This chap thinks so. And he has some interesting points.
demise of books
Mostly his argument hinges on the developing world.
So you advance literacy in Africa and Asia. You need books. You need a lot of books. A lot of trees…
When phones came to Asia, they didn’t start with miles of copper wire. They used cell towers…
When electrical power comes to remove villages, it doesn’t come so much with power lines, but solar panels.

Personally, I think the market IS shifting faster than anybody had predicted. I don’t think it’ll go quite that fast, because book lovers are sentimental about books—BUT—if you’re sitting in a village in Africa, a laptop with 10,000 books installed is a library. And the classics, textbooks, and reference books will probably be the mass of books that does go that direction. The outlay school districts make in books is huge.

So what happens when that money goes, not to, say, venerable old Putnam or MacMillan, but to Microsoft, and the makers of e-readers?
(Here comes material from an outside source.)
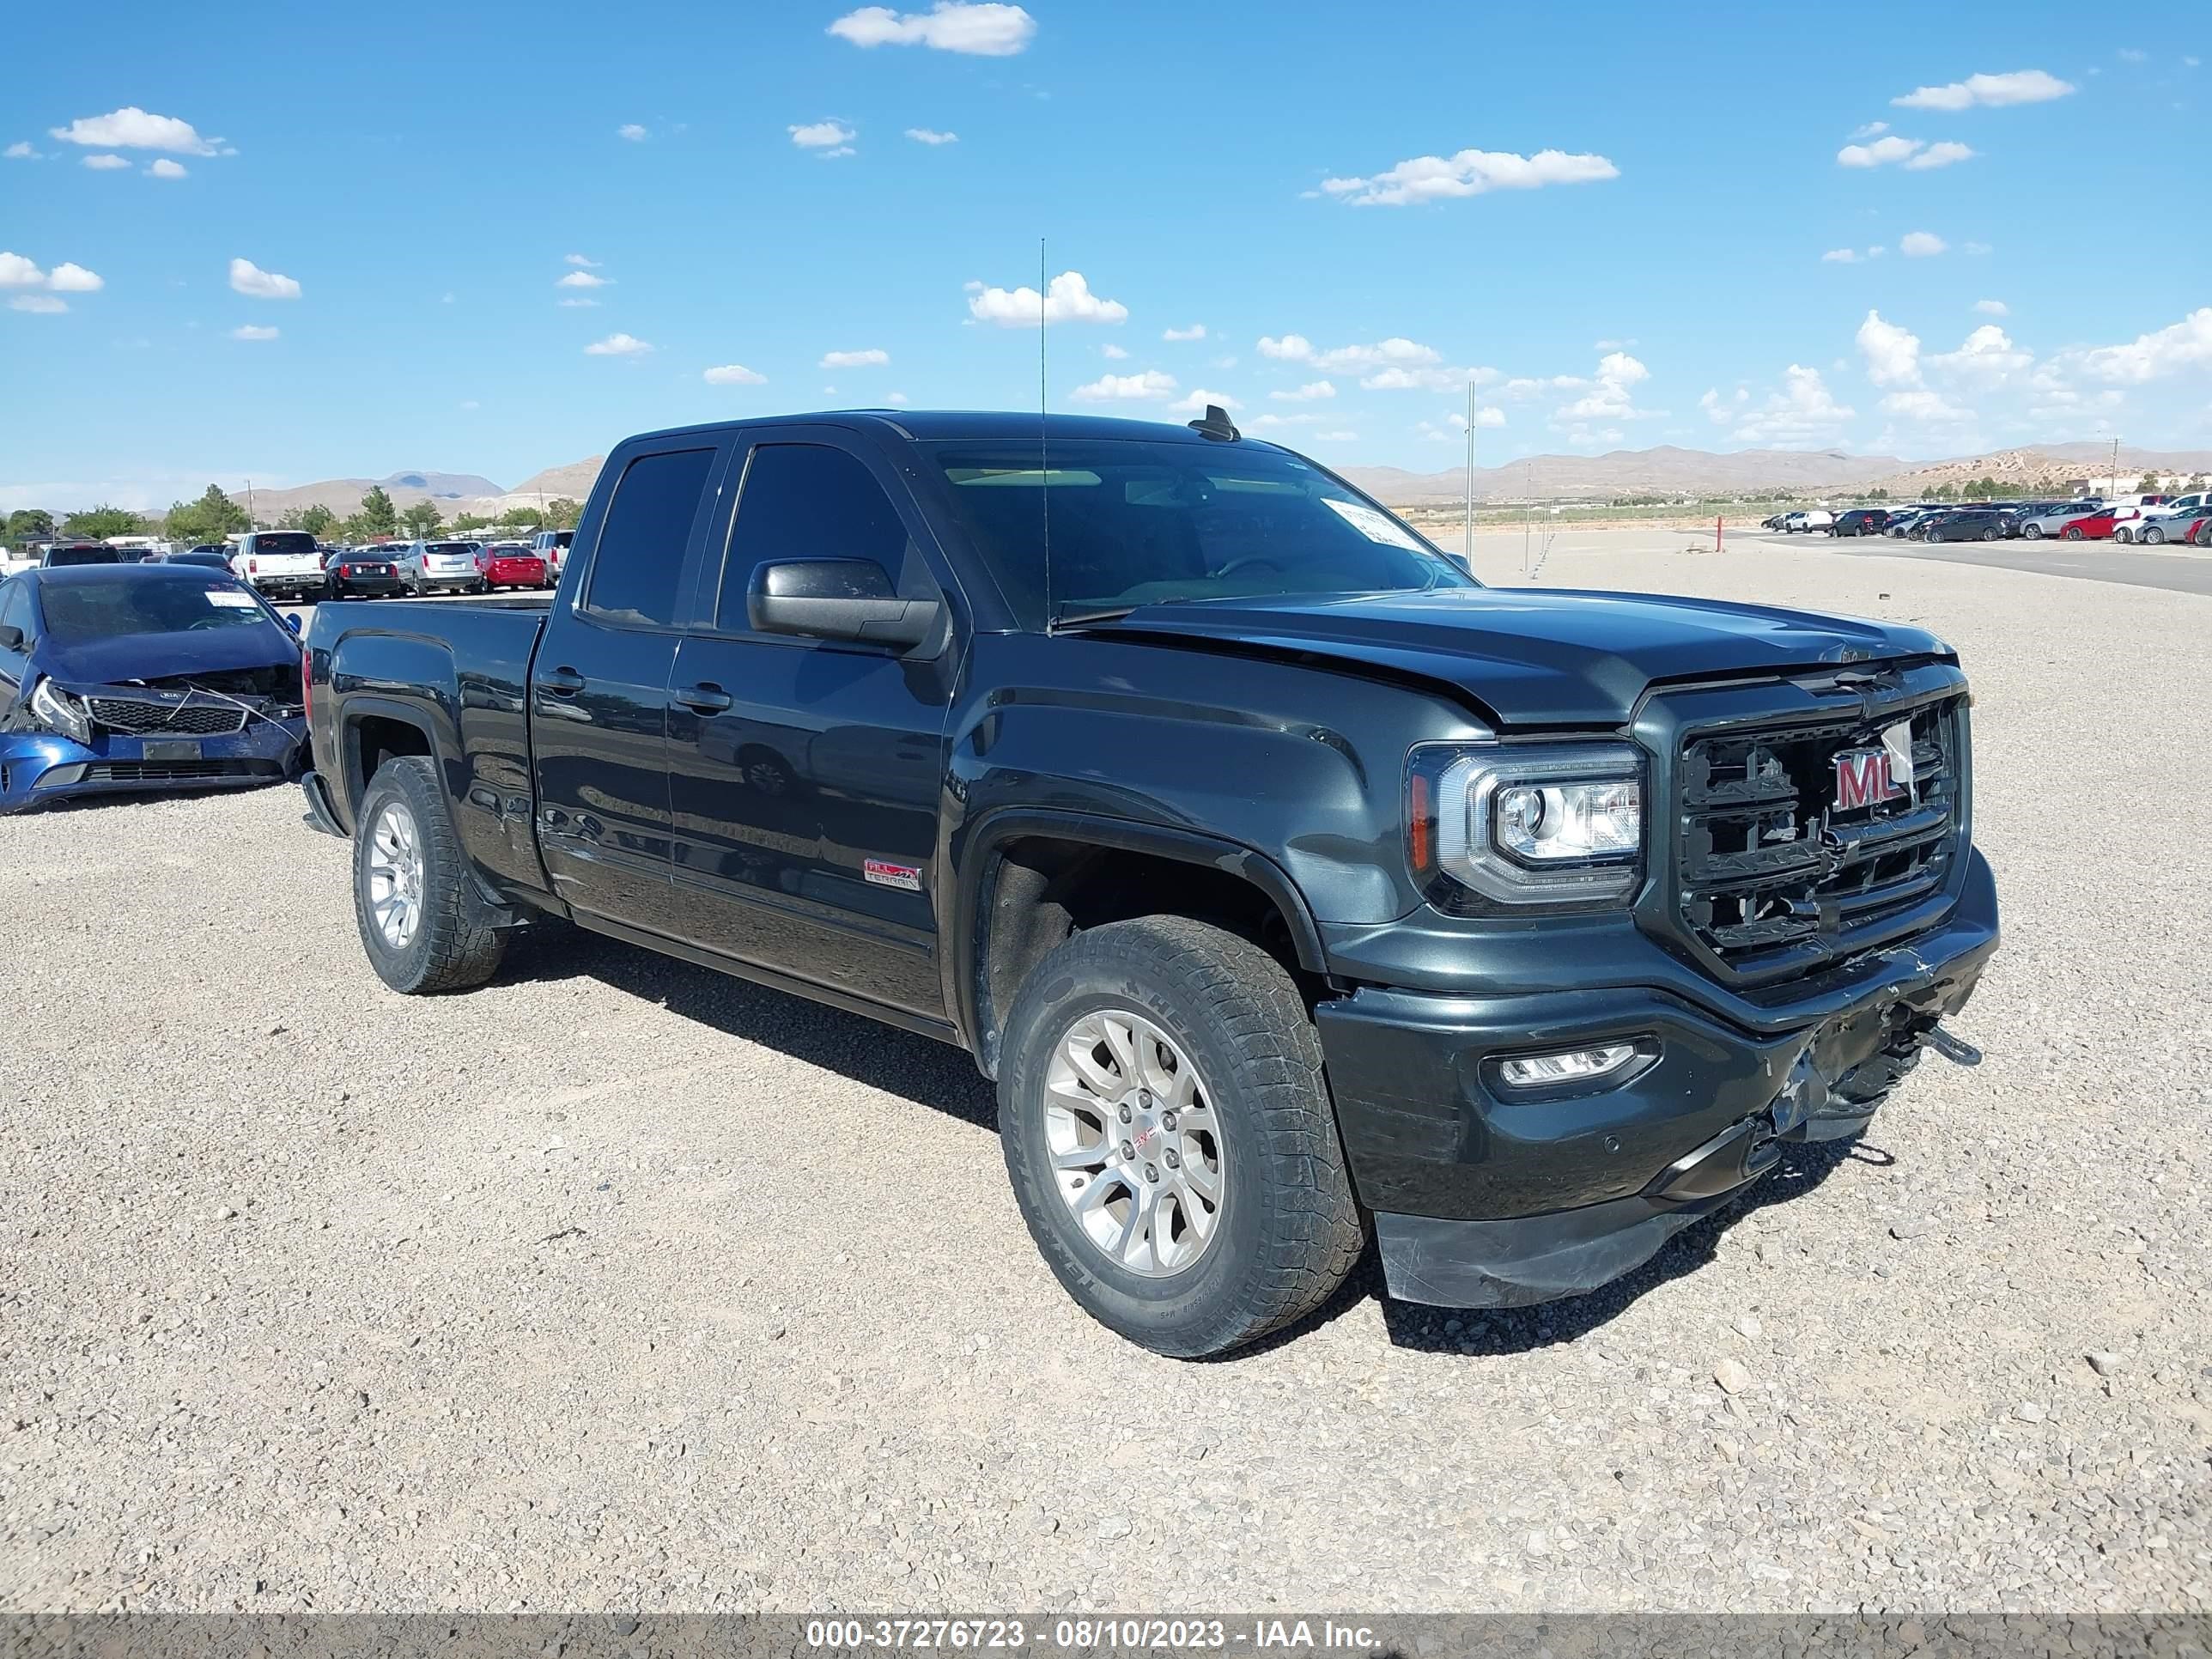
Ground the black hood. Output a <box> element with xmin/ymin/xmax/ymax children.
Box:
<box><xmin>1095</xmin><ymin>587</ymin><xmax>1950</xmax><ymax>726</ymax></box>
Personally, my money is on the Very Cheap Laptop for that job, because it doubles as a math-science-internet machine. And the cost is about equal.

But what happens to Putnam and MacMillan?

What happens when Johnny’s dog eats not just his homework, but his entire laptop? I’m sorry, Miss Jones, my computer crashed?

Not, Report to the principal’s office, but Report to IT.

It’s an interesting new world out there. Again, my bet is a long, long period when we’ll see Original print books, and then people hawking copies of Original Print, etc.

Heaven help us if we have a major Coronal Mass Ejection equalling the one in the 1800’s and a few months (or years) off the grid.

Of course by week 1, half the country would be gibbering lunatics.